Just south of the tiny hamlet of Bajo Caracoles in central Patagonia there is a 50km stretch of road, that, for want of a better name, we will here call, ‘That-stinking-bastard-piece-of-frickin-crap’ road. It’s paved and runs straight as the proverbial arrow and flat as the equally proverbial pancake in a west-sou-westerly direction.
If you should find yourself on a bicycle and on this road (and not the lovely curly one opposite), on an afternoon when the prevailing wind is doing its thing raging away from the West, then please ensure that you have come equipped. That means 1 x core constituted of Diamond and Kryptonite infused Einsteinium, Nobelium and Buffaldium. If not, you are far better off just sitting at home, having a lovely scone with marmalade, some tea and a nice lie down.
Your long suffering (and ever-humble) correspondent spent six hours chugging away into this bastard wind and I am not ashamed to admit that on more than a few occasions I felt the above-constituted core softening a tad.

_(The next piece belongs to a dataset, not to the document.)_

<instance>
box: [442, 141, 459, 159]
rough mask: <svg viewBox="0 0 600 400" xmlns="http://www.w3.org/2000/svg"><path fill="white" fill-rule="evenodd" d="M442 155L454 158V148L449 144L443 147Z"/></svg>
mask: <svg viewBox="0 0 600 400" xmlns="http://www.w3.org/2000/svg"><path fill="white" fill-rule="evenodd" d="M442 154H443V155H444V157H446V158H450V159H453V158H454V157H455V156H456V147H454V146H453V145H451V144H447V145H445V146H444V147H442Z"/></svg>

Late in the afternoon I made the blissful turn sweeping gloriously away from the teeth of the wind to the southeast and could then blast over the next 60km in less than two hours, chasing down the startled road-runners until, squawking out a defeated ‘beep-beep’ they opt for jamming their crest-fallen selves through a fence to escape rather than get rounded up by an elated bicyclist.
Such is an average day riding Patagonia. Distances start to diminish in importance where 1km can take anything between two or 10 minutes depending on the wind.
Bajo Caracoles had been the venue for the consumption of much cheap red wine just two nights before. My Spanglish becoming oddly fluent as the night progressed.
I now find myself being blown across to the Atlantic coast where I offer another prayer to Stribog then turn south for the last couple of day’s ride to Tierra Del Fuego.